Traceback (most recent call last):
  File "/usr/local/lib/python3.7/runpy.py", line 193, in _run_module_as_main
    "__main__", mod_spec)
  File "/usr/local/lib/python3.7/runpy.py", line 85, in _run_code
    exec(code, run_globals)
  File "/usr/src/app/ngboost_tuner/__main__.py", line 16, in <module>
    main()
  File "/usr/src/app/ngboost_tuner/__main__.py", line 10, in main
    args.func(args)
  File "/usr/src/app/ngboost_tuner/tune.py", line 143, in run
    dump(ngb, f"{path}ngbtest.p")
  File "/usr/local/lib/python3.7/site-packages/joblib/numpy_pickle.py", line 480, in dump
    NumpyPickler(f, protocol=protocol).dump(value)
  File "/usr/local/lib/python3.7/pickle.py", line 437, in dump
    self.save(obj)
  File "/usr/local/lib/python3.7/site-packages/joblib/numpy_pickle.py", line 282, in save
    return Pickler.save(self, obj)
  File "/usr/local/lib/python3.7/pickle.py", line 549, in save
    self.save_reduce(obj=obj, *rv)
  File "/usr/local/lib/python3.7/pickle.py", line 662, in save_reduce
    save(state)
  File "/usr/local/lib/python3.7/site-packages/joblib/numpy_pickle.py", line 282, in save
    return Pickler.save(self, obj)
  File "/usr/local/lib/python3.7/pickle.py", line 504, in save
    f(self, obj) # Call unbound method with explicit self
  File "/usr/local/lib/python3.7/pickle.py", line 859, in save_dict
    self._batch_setitems(obj.items())
  File "/usr/local/lib/python3.7/pickle.py", line 885, in _batch_setitems
    save(v)
  File "/usr/local/lib/python3.7/site-packages/joblib/numpy_pickle.py", line 282, in save
    return Pickler.save(self, obj)
  File "/usr/local/lib/python3.7/pickle.py", line 504, in save
    f(self, obj) # Call unbound method with explicit self
  File "/usr/local/lib/python3.7/pickle.py", line 1016, in save_type
    return self.save_global(obj)
  File "/usr/local/lib/python3.7/pickle.py", line 960, in save_global
    (obj, module_name, name)) from None
_pickle.PicklingError: Can't pickle <class 'ngboost.manifold.manifold.<locals>.Manifold'>: it's not found as ngboost.manifold.manifold.<locals>.Manifold
alejandroschuler commented 4 years ago

Interesting... are you using the most recent development version from github?

ryan-wolbeck commented 4 years ago

@alejandroschuler I'm pip installing ngboost==0.2.0

ryan-wolbeck commented 4 years ago

@alejandroschuler changed my requirements.txt to

pandas==1.0.3
git+https://github.com/stanfordmlgroup/ngboost.git
hyperopt==0.2.4

and it seems to work but not tying to a specific version makes me a little nervous

alejandroschuler commented 4 years ago

Yeah, the pickling thing was a bug that only got fixed in the most recent version that hasn't been added to pip.

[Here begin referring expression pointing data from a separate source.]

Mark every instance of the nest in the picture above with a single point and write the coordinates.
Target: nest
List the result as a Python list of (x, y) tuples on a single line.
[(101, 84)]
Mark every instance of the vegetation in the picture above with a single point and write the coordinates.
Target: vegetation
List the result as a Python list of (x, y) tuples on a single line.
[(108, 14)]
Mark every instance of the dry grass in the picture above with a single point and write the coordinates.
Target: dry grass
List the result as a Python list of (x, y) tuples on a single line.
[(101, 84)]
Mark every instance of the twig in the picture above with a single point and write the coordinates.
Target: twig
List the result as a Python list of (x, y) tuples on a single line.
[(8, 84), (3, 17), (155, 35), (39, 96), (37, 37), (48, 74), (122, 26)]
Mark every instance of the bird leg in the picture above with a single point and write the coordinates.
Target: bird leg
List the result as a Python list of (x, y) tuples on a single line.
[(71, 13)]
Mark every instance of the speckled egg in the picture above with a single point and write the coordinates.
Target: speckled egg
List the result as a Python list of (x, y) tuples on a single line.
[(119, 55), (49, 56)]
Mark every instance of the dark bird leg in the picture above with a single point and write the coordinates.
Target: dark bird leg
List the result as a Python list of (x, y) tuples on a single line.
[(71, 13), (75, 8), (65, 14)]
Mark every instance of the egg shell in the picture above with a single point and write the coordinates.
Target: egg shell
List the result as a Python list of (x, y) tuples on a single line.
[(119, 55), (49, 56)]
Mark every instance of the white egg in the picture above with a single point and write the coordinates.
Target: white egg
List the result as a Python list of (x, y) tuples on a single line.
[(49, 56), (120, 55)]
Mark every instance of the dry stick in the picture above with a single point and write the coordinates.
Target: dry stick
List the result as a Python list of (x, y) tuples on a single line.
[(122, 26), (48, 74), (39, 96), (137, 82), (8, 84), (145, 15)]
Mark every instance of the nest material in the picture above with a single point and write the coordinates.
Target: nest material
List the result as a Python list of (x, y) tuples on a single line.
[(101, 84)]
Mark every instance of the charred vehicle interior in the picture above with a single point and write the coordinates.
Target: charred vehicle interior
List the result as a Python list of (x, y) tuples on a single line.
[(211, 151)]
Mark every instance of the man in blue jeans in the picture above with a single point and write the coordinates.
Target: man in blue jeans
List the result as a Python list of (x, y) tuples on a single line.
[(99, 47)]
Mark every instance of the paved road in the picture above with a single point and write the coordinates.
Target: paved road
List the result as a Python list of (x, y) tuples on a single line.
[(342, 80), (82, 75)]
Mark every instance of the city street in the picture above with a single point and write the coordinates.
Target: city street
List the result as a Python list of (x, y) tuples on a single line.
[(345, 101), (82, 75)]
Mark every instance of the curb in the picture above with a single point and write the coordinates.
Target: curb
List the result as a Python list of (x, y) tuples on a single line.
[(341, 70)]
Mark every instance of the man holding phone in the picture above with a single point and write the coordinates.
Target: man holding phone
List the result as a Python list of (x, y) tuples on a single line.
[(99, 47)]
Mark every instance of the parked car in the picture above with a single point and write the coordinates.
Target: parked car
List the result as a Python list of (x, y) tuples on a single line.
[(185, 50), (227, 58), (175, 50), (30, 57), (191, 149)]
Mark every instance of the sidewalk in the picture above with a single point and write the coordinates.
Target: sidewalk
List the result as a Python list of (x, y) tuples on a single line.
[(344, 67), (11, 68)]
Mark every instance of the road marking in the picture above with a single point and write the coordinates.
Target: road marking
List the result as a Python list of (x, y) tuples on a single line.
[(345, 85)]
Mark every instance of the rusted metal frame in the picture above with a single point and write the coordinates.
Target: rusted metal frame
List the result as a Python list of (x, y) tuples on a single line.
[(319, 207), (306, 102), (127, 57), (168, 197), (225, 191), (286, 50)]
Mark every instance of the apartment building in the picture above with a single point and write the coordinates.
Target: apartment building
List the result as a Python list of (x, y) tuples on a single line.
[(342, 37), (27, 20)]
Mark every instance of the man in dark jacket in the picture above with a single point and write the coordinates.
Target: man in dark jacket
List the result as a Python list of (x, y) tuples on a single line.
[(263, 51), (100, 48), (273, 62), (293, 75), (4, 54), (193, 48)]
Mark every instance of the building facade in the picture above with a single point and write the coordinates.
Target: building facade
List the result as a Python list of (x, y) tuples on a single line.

tbh I'm a statistician and not a software engineer so a lot of things about the ngboost codebase and development pipeline could use some help. Is there not a way to install a specific version from github? Or would we need to add version tags or something in git? If you're interested and knowledgeable and willing to work on this kind of stuff I'd be happy to add you to the core dev team.

ryan-wolbeck commented 4 years ago

Yeah I think pushing a new version out is probably appropriate. The last one was Feb 9th for 0.2.0 and I think most people wouldn't install via cloning git on package like this. I'd be happy to help dig in on this further, I'm not a SE either (Data Scientist) however I do about 90% engineering for my professional roles so I think I could bring some value to the team.

tonyduan commented 4 years ago

Thanks for pointing this out. I've just pushed v0.2.1 to PyPI.

I agree that the current workflow isn't ideal (I need to manually bump the version number and upload to PyPI at the moment). Happy to take any suggestions etc.

Would also appreciate if you could double check the pickling behavior against the latest version on PyPI.

ryan-wolbeck commented 4 years ago

@tonyduan I ran with 0.2.1 with no issues, thanks for the update!